As she approached Will’s house, Claire hoped he was as concerned and kind—and genuine—as he seemed. Steve had taken him up on his offer to add ten thousand dollars to the reward for information. As far as Claire could tell, Will’s heart was in the right place, but the story of The Collector kept haunting her. And what she considered a terrible omen was finding Captain Larry’s drowned body. At least, except for people who had a swimming pool out here, there were not even lakes. As unnerving as it was, that drowning had to be unrelated to Darcy’s disappearance, didn’t it?

The house had a double car garage. Claire pressed her ear to the closed door. No sounds within. She knocked quietly, then a bit louder.

“Hello! Anyone here?”

No sound. Nothing.

She walked around the back of the house. Brilliantly colored bushes galore, but no house for butterflies. A few of the bushes she could name—fire bush, flame bush, both with flitting butterflies. She glimpsed a wooden shed beyond that, not big, partly hidden by a huge purple bougainvillea. She strolled to it, took off her sunglasses, cupped her hands around her face and looked through the window. The bill of her visor struck the dusty, rain-streaked pane. Inside she saw a riding lawn mower, a tiller and a bench with neatly arranged garden tools. Well, did she really expect to find Darcy tied up here? Still, she intended to look in every window of the house.

If Nick hit the roof over her admitting she was here, she’d tell him it was in broad daylight. But then, she’d have to agree that was when Darcy was taken. For once, she almost wished they’d had a gun at home she could have brought, not that she knew how to shoot one.

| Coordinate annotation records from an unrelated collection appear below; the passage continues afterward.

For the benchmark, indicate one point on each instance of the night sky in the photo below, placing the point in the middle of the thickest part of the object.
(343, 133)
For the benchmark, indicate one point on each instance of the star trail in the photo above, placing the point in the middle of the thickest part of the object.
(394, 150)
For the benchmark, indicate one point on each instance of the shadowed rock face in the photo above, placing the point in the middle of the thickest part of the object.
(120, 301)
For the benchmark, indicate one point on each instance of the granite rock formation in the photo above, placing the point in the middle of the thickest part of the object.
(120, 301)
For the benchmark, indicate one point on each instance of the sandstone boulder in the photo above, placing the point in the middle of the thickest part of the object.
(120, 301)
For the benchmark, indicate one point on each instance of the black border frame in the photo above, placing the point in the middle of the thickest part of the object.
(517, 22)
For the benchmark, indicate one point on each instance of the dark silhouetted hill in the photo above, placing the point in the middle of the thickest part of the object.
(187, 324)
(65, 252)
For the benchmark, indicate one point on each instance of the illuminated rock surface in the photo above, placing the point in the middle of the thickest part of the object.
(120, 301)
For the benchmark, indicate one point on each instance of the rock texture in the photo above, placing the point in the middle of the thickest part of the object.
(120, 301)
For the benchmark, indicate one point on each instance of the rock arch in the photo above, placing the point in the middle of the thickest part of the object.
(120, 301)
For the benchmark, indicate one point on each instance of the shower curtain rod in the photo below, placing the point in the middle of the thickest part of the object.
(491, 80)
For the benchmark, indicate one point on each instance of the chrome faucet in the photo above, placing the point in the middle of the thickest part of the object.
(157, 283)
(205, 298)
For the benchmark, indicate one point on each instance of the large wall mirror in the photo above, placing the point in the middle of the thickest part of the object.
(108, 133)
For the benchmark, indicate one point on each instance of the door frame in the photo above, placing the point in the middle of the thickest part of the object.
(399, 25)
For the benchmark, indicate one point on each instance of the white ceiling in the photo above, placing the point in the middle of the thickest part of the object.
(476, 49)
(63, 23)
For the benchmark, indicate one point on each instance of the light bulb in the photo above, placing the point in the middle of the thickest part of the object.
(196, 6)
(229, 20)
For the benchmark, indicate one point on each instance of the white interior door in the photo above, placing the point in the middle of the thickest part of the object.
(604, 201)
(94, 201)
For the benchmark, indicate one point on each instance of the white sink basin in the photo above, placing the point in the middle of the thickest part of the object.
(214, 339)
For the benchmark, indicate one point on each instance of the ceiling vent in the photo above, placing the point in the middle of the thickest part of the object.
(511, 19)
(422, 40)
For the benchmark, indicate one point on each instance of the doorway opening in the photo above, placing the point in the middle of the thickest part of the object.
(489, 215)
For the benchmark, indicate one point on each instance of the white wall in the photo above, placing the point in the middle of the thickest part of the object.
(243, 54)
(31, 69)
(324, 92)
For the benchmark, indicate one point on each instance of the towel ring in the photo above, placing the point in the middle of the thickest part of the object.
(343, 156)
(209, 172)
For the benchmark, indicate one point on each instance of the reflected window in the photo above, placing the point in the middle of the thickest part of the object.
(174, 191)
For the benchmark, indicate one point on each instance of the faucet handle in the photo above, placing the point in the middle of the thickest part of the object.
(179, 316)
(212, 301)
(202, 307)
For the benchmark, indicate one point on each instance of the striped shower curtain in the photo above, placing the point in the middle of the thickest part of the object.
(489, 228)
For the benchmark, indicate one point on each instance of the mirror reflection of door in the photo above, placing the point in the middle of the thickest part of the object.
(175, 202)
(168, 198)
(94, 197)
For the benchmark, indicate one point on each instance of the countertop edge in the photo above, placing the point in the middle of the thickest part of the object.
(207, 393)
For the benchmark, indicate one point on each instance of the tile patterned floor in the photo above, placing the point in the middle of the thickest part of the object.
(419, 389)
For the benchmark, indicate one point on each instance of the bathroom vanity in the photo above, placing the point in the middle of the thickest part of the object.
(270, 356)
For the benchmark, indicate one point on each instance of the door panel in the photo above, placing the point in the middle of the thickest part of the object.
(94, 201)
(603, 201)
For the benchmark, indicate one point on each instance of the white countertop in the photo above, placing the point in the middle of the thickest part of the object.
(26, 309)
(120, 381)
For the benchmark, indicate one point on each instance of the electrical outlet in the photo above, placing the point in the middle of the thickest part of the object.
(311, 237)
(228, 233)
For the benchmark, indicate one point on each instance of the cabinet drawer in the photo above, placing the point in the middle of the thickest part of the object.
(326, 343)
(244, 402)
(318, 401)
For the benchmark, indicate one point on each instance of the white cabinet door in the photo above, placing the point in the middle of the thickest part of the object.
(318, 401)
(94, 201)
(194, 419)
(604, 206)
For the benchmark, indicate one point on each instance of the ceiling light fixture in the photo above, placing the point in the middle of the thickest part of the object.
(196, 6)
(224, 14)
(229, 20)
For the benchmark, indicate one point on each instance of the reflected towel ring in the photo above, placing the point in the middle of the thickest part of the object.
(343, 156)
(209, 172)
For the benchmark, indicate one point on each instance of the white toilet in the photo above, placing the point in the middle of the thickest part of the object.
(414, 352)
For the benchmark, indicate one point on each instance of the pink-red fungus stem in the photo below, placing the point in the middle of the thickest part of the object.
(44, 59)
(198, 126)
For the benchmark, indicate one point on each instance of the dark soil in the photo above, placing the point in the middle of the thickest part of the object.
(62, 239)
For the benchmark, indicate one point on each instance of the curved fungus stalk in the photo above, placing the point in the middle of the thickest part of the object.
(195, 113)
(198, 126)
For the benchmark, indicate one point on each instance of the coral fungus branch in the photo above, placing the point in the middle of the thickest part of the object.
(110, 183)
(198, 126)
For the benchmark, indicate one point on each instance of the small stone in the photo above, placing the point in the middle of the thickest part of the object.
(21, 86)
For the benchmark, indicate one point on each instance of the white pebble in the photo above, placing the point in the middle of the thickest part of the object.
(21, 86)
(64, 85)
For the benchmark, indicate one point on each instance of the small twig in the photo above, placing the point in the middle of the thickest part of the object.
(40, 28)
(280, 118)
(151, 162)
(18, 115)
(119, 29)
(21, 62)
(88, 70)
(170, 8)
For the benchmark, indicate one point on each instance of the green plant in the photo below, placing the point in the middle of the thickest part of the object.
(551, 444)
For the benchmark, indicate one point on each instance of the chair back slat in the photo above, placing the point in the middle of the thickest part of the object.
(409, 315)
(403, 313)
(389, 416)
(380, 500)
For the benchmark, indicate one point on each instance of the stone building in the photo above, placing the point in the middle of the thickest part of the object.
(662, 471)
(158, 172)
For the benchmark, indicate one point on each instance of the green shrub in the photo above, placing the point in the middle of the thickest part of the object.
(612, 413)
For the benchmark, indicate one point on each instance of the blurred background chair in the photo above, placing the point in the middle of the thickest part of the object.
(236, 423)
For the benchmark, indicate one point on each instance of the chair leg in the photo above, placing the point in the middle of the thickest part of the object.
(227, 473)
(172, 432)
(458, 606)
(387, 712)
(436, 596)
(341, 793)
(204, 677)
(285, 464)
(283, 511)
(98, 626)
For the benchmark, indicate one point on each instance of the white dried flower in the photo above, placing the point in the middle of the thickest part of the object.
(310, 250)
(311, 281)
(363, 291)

She hurried toward the back of the house, taking off her visor so she could get close to the glass to peer in. If there were drapes or blinds, at least they were open.

The first window was in the kitchen. Nothing looked out of place that she could see. She moved to the next one, which was larger. Her own reflection stared at her until she moved closer and cupped her hands again.

She saw rows of hanging frames, a collection of butterflies under glass that glinted back at her, all hung on the wall next to a realistic painting of a woman in a flowing old-fashioned gown who was holding a butterfly net in one hand. Her straw bonnet dangled behind her by its blue ribbons, and her gown was a gauzy, lacy white. So lovely, so old-fashioned. And the woman—except for the long, flowing hair—dear heavens, it was Darcy!